É, portanto, com indiscutível preocupação, que muitos dos conselheiros e autores de Justiça e Cidadania, defensores intransigentes de uma e outra, vêem as distorções que começam a atingir a vida democrática, a Constituição e a sociedade, passando, o governo, muitas vezes, a imagem, de que tudo quer controlar, envergando a figura do Grande Irmão, idealizada por Orwell, em sua obra “1984”.
Contra estas nuvens que se formam sobre a democracia brasileira e sobre a luta por um ideal de justiça e de plena cidadania, é que os editores da Revista, – que outorgam, anualmente, o Prêmio “Dom Quixote”, objetivando louvar aqueles que não perdem seus ideais, muitas vezes quixotescos- decidiram alertar Governo e Nação contra este crescente autoritarismo, que pode colocar em risco a liberdade a tanto custo resgatada.
Conhecendo o patriotismo dos atuais detentores do poder, espera, o Conselho Editorial e o diretor da revista, que meditem sobre os caminhos que estão percorrendo, para que não aconteça com eles o que se dizia de Francisco Campos, relator da Constituição de 1937: “quando as luzes de sua cultura e inteligência acendem, todos os fusíveis da democracia queimam”.

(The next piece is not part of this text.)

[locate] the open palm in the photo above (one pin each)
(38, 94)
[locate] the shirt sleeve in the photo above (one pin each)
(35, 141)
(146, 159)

O Brasil só crescerá com o respeito à Constituição, à valorização da cidadania e à busca de um ideal de justiça, dentro da plena democracia. É por tais ideais que luta a Revista, esperando que o governo Lula seja sensível a esta luta e, como representante de toda a nação, reverta este preocupante movimento de patrulhamento ideológico e de autoritarismo.
* Advogado tributarista, professor emérito das Universidades Mackenzie e UniFMU e da Escola de Comando e Estado Maior do Exército, é presidente do Conselho de Estudos Jurídicos da Federação do Comércio do Estado de São Paulo, do Centro de Extensão Universitária e da Academia Paulista de Letras.